Why I’ll never talk with you

I’ve been reading a lot recently about the grammatical distinctions between talking and speaking, and something that I often see is the phrase “talk with”. As an Englishman, I’ve never used this phrase, and it feels wrong to me. On further investigation, it seems clear that “talk with” is an American conceit, and something which I’d rather not see on this side of the Atlantic. Although it’s my own idiosyncratic opinion, I’ll share it anyway.

As far as I’m concerned, it has nothing to do with the two-way nature of the talking, it’s about the “with.” You stir a cup of tea “with” a spoon, and you give money “to” charity. If you talk “with” someone, they’re the instrument by which you talk, whereas talking “to” someone makes them the recipient of your words.
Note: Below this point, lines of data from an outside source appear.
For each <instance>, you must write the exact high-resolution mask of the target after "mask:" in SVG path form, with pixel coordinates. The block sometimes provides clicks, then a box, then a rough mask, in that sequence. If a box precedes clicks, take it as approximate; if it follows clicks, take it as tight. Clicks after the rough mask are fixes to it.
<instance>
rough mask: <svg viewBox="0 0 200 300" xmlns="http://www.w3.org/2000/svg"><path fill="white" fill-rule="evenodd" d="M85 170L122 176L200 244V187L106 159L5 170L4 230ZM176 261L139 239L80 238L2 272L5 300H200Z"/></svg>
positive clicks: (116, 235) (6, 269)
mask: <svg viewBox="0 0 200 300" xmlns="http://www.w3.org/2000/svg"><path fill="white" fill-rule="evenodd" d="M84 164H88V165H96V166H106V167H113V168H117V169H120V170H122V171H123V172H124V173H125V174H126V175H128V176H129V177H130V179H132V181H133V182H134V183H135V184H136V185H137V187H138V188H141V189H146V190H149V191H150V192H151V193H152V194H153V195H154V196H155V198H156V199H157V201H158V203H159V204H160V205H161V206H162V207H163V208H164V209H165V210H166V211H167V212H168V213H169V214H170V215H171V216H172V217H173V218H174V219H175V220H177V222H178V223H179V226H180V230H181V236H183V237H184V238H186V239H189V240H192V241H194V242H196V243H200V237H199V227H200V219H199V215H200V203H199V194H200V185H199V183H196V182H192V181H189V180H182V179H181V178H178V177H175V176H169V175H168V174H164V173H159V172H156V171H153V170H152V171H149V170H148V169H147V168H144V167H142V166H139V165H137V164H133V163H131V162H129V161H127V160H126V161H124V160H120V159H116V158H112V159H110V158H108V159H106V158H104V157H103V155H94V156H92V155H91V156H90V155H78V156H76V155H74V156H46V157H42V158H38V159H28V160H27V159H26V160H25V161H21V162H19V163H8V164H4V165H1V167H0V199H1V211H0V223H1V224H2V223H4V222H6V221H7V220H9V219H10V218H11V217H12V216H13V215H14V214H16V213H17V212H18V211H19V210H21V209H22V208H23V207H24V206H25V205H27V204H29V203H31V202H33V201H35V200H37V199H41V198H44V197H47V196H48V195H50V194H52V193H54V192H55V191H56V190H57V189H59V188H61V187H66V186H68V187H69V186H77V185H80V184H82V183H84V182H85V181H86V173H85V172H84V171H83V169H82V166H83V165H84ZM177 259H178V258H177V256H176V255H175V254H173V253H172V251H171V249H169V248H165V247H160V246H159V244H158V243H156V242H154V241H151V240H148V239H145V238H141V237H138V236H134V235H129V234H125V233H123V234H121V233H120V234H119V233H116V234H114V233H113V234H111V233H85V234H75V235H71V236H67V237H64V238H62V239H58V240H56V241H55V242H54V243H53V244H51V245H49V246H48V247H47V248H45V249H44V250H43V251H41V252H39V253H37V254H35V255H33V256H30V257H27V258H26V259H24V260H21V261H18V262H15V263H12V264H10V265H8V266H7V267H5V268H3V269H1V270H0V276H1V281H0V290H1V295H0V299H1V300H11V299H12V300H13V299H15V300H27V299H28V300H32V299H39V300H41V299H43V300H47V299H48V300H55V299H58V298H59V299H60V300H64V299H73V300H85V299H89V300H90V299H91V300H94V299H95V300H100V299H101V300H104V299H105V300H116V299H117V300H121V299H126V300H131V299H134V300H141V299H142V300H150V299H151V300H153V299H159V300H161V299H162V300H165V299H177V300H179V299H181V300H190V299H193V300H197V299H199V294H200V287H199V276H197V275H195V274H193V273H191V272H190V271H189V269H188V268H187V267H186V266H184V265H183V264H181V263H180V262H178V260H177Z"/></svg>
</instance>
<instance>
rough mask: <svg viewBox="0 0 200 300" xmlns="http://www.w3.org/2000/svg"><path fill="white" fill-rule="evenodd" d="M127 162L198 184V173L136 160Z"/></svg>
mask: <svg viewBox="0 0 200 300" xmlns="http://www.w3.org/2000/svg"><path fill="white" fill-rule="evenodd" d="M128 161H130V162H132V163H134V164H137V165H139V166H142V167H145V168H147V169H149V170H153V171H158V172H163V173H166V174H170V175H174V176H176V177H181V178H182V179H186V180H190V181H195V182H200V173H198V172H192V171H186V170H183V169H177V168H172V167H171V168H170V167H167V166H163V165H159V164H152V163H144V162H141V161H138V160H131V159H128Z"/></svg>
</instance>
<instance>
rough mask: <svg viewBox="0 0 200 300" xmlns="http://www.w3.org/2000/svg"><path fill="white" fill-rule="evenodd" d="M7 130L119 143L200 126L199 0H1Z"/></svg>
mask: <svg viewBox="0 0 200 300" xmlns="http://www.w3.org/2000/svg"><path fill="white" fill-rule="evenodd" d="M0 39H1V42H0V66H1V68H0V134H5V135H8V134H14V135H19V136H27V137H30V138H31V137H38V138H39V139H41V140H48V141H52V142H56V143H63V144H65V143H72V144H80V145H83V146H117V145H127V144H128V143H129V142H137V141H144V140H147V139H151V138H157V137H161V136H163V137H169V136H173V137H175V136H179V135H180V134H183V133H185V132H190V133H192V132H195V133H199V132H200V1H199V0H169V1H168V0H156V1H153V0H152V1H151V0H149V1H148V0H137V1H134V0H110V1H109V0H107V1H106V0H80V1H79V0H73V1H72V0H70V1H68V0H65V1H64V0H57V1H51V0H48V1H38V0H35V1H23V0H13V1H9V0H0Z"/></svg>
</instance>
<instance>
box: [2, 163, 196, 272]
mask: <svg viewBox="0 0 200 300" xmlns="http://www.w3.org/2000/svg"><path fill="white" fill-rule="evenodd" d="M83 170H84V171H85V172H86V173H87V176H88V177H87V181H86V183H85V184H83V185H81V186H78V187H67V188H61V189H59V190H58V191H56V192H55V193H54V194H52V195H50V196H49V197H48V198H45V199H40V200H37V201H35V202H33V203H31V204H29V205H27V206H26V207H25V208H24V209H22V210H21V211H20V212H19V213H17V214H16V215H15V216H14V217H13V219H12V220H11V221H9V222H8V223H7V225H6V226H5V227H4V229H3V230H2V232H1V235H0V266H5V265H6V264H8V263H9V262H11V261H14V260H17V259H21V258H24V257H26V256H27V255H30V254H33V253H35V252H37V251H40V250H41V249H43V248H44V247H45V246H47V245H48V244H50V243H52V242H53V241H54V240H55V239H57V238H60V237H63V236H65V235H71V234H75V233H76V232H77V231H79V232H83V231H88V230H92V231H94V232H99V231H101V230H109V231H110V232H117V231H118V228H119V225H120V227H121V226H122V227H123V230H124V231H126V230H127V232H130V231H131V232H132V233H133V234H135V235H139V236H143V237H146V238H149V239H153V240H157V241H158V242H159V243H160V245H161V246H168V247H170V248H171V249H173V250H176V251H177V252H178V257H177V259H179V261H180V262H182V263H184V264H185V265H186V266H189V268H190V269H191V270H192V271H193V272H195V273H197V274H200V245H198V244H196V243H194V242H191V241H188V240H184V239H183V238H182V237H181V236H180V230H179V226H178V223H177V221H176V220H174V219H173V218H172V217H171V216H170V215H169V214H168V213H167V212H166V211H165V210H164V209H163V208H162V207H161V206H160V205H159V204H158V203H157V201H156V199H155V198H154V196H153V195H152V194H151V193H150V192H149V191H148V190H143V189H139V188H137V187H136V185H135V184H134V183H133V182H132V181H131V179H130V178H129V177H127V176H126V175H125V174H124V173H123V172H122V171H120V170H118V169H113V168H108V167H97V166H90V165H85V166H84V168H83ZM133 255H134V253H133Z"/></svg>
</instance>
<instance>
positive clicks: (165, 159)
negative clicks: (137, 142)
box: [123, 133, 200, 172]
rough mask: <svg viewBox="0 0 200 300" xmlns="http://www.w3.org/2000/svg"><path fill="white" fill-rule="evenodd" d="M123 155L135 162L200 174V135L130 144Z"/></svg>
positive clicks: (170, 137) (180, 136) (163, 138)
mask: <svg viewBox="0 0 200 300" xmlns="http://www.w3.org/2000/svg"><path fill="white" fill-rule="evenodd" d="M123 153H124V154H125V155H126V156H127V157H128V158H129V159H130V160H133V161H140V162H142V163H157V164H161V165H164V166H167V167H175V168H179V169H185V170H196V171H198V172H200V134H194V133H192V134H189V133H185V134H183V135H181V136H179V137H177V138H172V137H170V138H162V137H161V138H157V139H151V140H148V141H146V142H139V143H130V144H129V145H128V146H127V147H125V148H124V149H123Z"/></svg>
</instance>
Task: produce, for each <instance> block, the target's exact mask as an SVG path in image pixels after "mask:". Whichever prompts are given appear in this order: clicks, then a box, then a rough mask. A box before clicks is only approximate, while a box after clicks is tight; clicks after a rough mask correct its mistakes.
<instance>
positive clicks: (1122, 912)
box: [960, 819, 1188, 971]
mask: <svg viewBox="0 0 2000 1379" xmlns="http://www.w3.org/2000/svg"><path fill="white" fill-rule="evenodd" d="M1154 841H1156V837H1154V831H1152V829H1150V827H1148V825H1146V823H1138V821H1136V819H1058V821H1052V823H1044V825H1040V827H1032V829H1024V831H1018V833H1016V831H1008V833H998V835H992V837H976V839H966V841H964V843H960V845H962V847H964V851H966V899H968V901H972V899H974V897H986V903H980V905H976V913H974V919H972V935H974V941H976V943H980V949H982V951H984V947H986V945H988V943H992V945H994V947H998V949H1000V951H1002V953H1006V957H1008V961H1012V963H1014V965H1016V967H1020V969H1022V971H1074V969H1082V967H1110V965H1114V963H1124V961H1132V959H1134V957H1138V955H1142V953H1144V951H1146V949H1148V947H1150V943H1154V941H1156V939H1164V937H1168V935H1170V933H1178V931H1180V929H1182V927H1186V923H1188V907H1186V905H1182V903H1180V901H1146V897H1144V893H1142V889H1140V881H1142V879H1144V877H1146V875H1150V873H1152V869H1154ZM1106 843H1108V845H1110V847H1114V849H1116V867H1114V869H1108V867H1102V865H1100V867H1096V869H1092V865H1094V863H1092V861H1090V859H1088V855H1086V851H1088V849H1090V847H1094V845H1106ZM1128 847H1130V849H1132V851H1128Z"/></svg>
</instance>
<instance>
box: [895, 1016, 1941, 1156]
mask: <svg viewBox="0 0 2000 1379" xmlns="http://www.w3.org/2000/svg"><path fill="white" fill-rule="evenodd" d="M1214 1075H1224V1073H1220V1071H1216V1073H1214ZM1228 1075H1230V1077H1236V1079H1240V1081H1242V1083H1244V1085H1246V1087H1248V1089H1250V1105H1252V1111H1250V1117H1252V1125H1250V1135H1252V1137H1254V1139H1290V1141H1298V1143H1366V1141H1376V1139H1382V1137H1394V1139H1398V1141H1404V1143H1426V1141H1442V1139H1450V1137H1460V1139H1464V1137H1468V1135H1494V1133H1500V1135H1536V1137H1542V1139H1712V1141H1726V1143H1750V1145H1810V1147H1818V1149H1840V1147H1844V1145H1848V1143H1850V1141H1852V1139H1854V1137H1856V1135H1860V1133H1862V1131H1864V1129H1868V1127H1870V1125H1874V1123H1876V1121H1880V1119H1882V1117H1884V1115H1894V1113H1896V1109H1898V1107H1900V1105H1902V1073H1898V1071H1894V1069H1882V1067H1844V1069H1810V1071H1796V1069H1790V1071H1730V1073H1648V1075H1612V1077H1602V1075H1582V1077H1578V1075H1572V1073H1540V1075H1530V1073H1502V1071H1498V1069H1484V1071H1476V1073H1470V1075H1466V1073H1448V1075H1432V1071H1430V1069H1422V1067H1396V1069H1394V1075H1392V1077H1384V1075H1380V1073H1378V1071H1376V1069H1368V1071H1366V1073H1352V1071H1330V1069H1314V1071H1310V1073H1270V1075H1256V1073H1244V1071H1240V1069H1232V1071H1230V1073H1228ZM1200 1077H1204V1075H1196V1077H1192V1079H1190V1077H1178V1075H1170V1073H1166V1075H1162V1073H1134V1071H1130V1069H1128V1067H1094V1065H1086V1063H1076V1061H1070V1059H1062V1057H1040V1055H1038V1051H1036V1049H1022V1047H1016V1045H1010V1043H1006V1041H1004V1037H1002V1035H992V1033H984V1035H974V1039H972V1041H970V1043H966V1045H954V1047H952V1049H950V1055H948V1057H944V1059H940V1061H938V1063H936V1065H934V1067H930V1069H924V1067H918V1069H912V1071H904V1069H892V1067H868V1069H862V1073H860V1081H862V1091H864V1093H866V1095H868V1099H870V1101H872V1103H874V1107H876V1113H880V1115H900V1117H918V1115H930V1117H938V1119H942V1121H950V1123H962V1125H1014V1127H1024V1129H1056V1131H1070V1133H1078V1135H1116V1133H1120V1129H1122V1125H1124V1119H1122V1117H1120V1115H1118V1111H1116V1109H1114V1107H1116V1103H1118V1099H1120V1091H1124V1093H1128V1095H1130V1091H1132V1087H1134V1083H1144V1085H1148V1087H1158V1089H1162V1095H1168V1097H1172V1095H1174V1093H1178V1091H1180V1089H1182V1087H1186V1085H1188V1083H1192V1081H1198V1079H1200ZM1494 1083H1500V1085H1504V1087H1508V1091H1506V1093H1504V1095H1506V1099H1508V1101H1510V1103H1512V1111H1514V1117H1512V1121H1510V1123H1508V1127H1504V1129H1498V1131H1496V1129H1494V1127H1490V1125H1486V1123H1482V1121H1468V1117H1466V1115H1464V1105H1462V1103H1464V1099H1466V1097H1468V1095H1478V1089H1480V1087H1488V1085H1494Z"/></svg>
This brings me to the usage of “talk” as opposed to “speak.” These two are commonly considered to be interchangeable, although I posit that there are significant differences.

When you “talk,” you say words to someone. When you “speak,” you just say words (Cambridge Dictionary Definition). Therefore, if someone “talks,” you can infer that there is someone to whom they are talking. If there is no-one else with John, we’d say that he is “talking to himself.” Conversely, “speaking” is a verb that expects an adverb: “Do you speak French?”, “Let me speak frankly.” It also negates the recipient in the speech – if you speak to someone, they’d better listen!

I’d argue that there’s no real need to “speak with” someone at all, although I’d consider it more acceptable than “talking with” them.